The Down Survey name for the townland is Tuorlagagh. In 1641 (pre Cromwell) the owner was Murrough O’Flahertye a catholic. In 1670 (post Cromwell) it was in the protestant ownership of Dublin College. It is in the half barony of Rosse (sic) in the parish of Rosse and in Co. Galway. There were 155 plantation acres of unprofitable land and 36 acres of profitable land. The profitable land was forfeited.
O’Donovan’s Field Name Books 1838: According to John O’Donovan, the standard name for the townland is Toorloggagh and the Irish form of the name is Tuar logach that means ‘green field of the hollows.
Other forms of the name: Toorloggach, Tuar logach, Toorloggagh (Boundary Surveyor’s Sketch Map), Tourloggagh (County Cess Collector), Toorlogaugh (Co. Map), Toorlaggagh (Leases 1837), Thoorloggagh (Local), Turlagagh (Map of Property 1760), Turlagagh (Map of Property 1815), Tourloggagh (Rev. Michael Heraghty P.P.), Tourloggagh (Tithe Ledger).
Description: John O’Donovan describes it as Provost land. The agent was Alexander Nesbitt, Esq., Junior of No 96 Stephen’s Green South, Dublin. The land was held under lease by John Fair, Esquire, of Rathmines Dublin. The rent was £62 and 10 shillings per year. The soil; all mountainous, part steep heath pasture and some coarse and mixed mountain pasture at the valley. The County Cess of 11¼d was paid per acre half yearly for 70 acres. There is a herd’s house with a village in ruins, and Oileán an Iarla / Earls Island in Lough Mask is in this townland.
Situation: It is a central townland; bounded on the north by the townlands of Drin and Kangarrow (sic), west by Lecarrow, south by Drishaghaun and Lough Mask and on the east by Lough Mask and the townland of Drin. It is in the barony of Ross, in Co. Galway.
Griffith’s Valuation 1849: Toorloggagh can be found on Ordnance Sheet 20. It has an area of 735 acres and 24 perches. Land value at the time was £41.19.6.
The Provost and Fellows of Trinity College Dublin (T.C.D.) were the immediate lessors of the property. They had one tenant.

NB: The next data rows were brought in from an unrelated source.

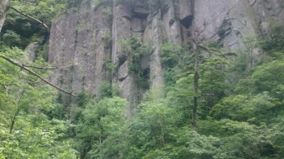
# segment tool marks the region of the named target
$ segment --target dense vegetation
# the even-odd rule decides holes
[[[77,5],[76,1],[33,1],[36,6],[19,1],[12,5],[47,24],[66,7]],[[7,19],[1,33],[0,54],[28,64],[21,49],[48,33],[13,11]],[[200,64],[198,93],[194,93],[190,44],[165,43],[160,52],[165,86],[147,92],[132,119],[125,117],[127,102],[117,96],[116,88],[104,83],[99,98],[77,93],[70,106],[73,108],[70,120],[56,90],[0,59],[0,158],[281,159],[283,31],[275,25],[272,40],[244,39],[246,46],[236,56],[226,54],[234,57],[224,55],[219,42],[201,44],[220,56],[200,50],[199,57],[204,60]],[[141,52],[148,49],[135,45],[129,49],[130,71],[146,78],[135,63],[148,54]],[[48,67],[44,46],[33,65]],[[251,65],[253,47],[263,52]],[[50,73],[31,69],[44,77]],[[196,126],[192,124],[194,97],[199,99]]]

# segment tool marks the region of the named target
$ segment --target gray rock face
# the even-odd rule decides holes
[[[51,28],[49,61],[64,69],[52,76],[53,83],[72,90],[86,90],[98,95],[100,83],[110,80],[104,61],[111,55],[111,25],[102,5],[96,10],[82,4],[79,13],[71,13],[55,20]]]
[[[0,32],[6,20],[6,11],[10,0],[1,0],[0,1]]]
[[[150,70],[151,87],[156,87],[163,83],[163,43],[189,42],[198,34],[202,42],[218,40],[229,50],[236,50],[246,36],[261,33],[269,37],[271,24],[284,23],[281,0],[137,0],[133,4],[96,7],[90,1],[53,24],[49,61],[65,69],[55,72],[52,81],[67,89],[94,95],[98,94],[102,81],[111,81],[129,102],[129,117],[145,91],[129,71],[130,52],[124,42],[131,35],[138,38],[137,45],[152,48],[152,53],[137,64]],[[111,46],[106,42],[109,35]],[[257,48],[252,50],[253,56],[259,52]],[[118,67],[111,77],[104,68],[107,57]]]

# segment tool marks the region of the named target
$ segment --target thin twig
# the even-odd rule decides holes
[[[66,93],[67,95],[70,95],[71,96],[75,96],[72,94],[72,92],[69,92],[69,91],[65,90],[59,88],[58,86],[56,86],[55,85],[53,85],[53,83],[51,83],[49,81],[46,81],[45,78],[43,78],[43,77],[40,76],[40,75],[38,75],[36,72],[34,72],[32,70],[26,68],[26,66],[23,66],[22,64],[13,61],[13,59],[10,59],[9,57],[6,57],[6,56],[4,56],[3,54],[0,54],[0,58],[4,59],[6,61],[9,61],[9,63],[20,67],[21,69],[21,70],[25,70],[26,71],[28,72],[29,73],[38,77],[38,78],[40,78],[40,80],[42,80],[43,81],[44,81],[47,84],[48,84],[49,86],[56,88],[57,90],[60,90],[61,92],[63,92],[63,93]]]
[[[30,15],[28,15],[28,14],[27,14],[27,13],[25,13],[23,11],[21,11],[21,10],[18,10],[18,9],[16,8],[15,7],[13,7],[13,6],[9,6],[9,8],[11,8],[11,9],[14,10],[14,11],[16,11],[17,13],[20,13],[20,14],[21,14],[21,15],[26,16],[26,17],[28,17],[28,18],[29,18],[33,20],[35,22],[36,22],[36,23],[40,23],[40,24],[42,25],[44,28],[45,28],[48,31],[50,31],[50,28],[48,26],[48,25],[46,25],[46,24],[44,23],[43,22],[40,21],[40,20],[38,20],[38,19],[34,18],[34,17],[32,16],[30,16]]]

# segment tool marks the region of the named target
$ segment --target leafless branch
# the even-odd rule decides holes
[[[38,77],[38,78],[40,78],[41,81],[44,81],[45,83],[46,83],[48,84],[49,86],[52,86],[52,87],[56,88],[57,90],[60,90],[60,91],[61,91],[61,92],[63,92],[63,93],[66,93],[66,94],[67,94],[67,95],[71,95],[71,96],[75,96],[75,95],[72,94],[72,92],[69,92],[69,91],[65,90],[63,90],[63,89],[59,88],[58,86],[56,86],[55,85],[53,85],[53,83],[50,83],[49,81],[46,81],[45,78],[43,78],[43,77],[40,76],[40,75],[38,75],[38,74],[36,73],[36,72],[33,71],[32,70],[29,69],[28,68],[27,68],[27,67],[26,67],[26,66],[23,66],[22,64],[19,64],[19,63],[18,63],[18,62],[13,61],[13,59],[10,59],[9,57],[6,57],[6,56],[4,56],[4,55],[3,55],[3,54],[0,54],[0,58],[2,58],[2,59],[5,59],[6,61],[9,61],[9,63],[11,63],[11,64],[13,64],[13,65],[15,65],[15,66],[16,66],[20,67],[21,69],[24,70],[24,71],[28,72],[29,73],[31,73],[31,74],[32,74],[32,75],[33,75],[33,76]]]
[[[22,3],[28,4],[28,5],[36,6],[36,4],[33,4],[33,3],[31,3],[31,2],[29,2],[29,1],[23,1],[23,0],[18,0],[18,1],[21,1],[21,2],[22,2]]]
[[[22,66],[24,67],[31,67],[31,68],[33,68],[33,69],[45,69],[45,70],[59,69],[59,67],[40,67],[40,66],[33,66],[33,65],[27,65],[27,64],[22,64]]]
[[[21,15],[26,16],[26,17],[28,17],[28,18],[32,19],[33,20],[34,20],[35,22],[36,22],[36,23],[40,23],[40,24],[42,25],[44,28],[45,28],[48,31],[50,30],[50,28],[48,26],[48,25],[46,25],[46,24],[44,23],[43,22],[42,22],[41,20],[38,20],[38,19],[34,18],[33,16],[30,16],[30,15],[28,15],[28,14],[27,14],[27,13],[25,13],[23,11],[20,11],[20,10],[18,10],[18,8],[16,8],[15,7],[13,7],[13,6],[9,6],[9,8],[11,8],[11,9],[14,10],[15,11],[16,11],[17,13],[20,13],[20,14],[21,14]]]

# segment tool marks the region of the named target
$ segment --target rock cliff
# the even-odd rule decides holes
[[[53,23],[49,61],[64,68],[53,75],[52,81],[95,96],[103,81],[111,82],[129,100],[129,116],[145,91],[129,73],[130,52],[123,42],[131,36],[135,35],[138,45],[150,46],[151,54],[138,64],[148,71],[150,87],[156,87],[163,81],[159,56],[163,42],[188,42],[198,33],[204,42],[220,40],[228,50],[236,50],[243,46],[243,37],[269,37],[272,23],[284,23],[281,0],[96,1],[83,1],[77,11]],[[111,71],[108,59],[116,68]]]

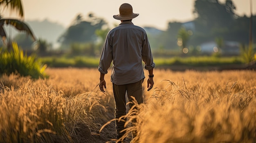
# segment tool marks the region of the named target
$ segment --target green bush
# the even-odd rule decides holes
[[[10,51],[0,49],[0,75],[18,73],[21,76],[37,79],[43,75],[46,65],[43,66],[34,55],[28,56],[24,54],[17,43],[13,43],[12,47]]]

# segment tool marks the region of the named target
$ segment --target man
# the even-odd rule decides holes
[[[124,3],[119,9],[119,14],[113,15],[120,20],[118,26],[110,30],[107,35],[99,62],[100,72],[99,88],[105,92],[106,82],[104,77],[113,62],[111,81],[115,103],[115,116],[119,119],[126,114],[126,92],[129,101],[132,96],[139,104],[143,103],[142,84],[145,78],[142,61],[148,70],[148,91],[154,85],[153,69],[155,67],[153,57],[145,30],[134,25],[132,20],[139,14],[134,13],[132,7]],[[130,108],[133,105],[130,104]],[[125,122],[116,121],[117,139],[124,134]]]

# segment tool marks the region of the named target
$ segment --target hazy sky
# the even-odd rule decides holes
[[[234,0],[239,15],[250,12],[250,0]],[[256,0],[253,1],[253,11],[256,13]],[[220,0],[224,2],[225,0]],[[78,13],[84,18],[90,13],[103,18],[112,26],[119,21],[113,18],[119,14],[120,5],[128,3],[133,12],[139,13],[132,22],[141,26],[153,26],[160,29],[167,28],[168,22],[185,22],[193,19],[193,0],[23,0],[25,20],[44,20],[47,19],[67,27]],[[1,13],[3,13],[1,8]],[[4,14],[5,17],[11,16]]]

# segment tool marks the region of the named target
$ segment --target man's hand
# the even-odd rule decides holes
[[[149,85],[150,84],[150,86]],[[154,85],[154,81],[153,80],[153,78],[149,77],[148,79],[148,91],[149,91],[150,89],[153,88]],[[149,88],[148,88],[149,87]]]
[[[105,81],[105,79],[100,79],[99,86],[99,89],[100,89],[101,90],[105,92],[104,88],[103,88],[103,86],[104,86],[105,89],[106,88],[106,81]]]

No 1: Robert Phayre (sic) was the only occupier of a house, office and land. There were 735 acres, 3roods and 12 perches of land with an annual valuation of £45; the buildings were valued at 15 shillings. His total annual valuation of ratable property was £45 and 15 shillings and this rent was payable to Trinity College.
No 1901 or 1911 online census available for Toorloggagh.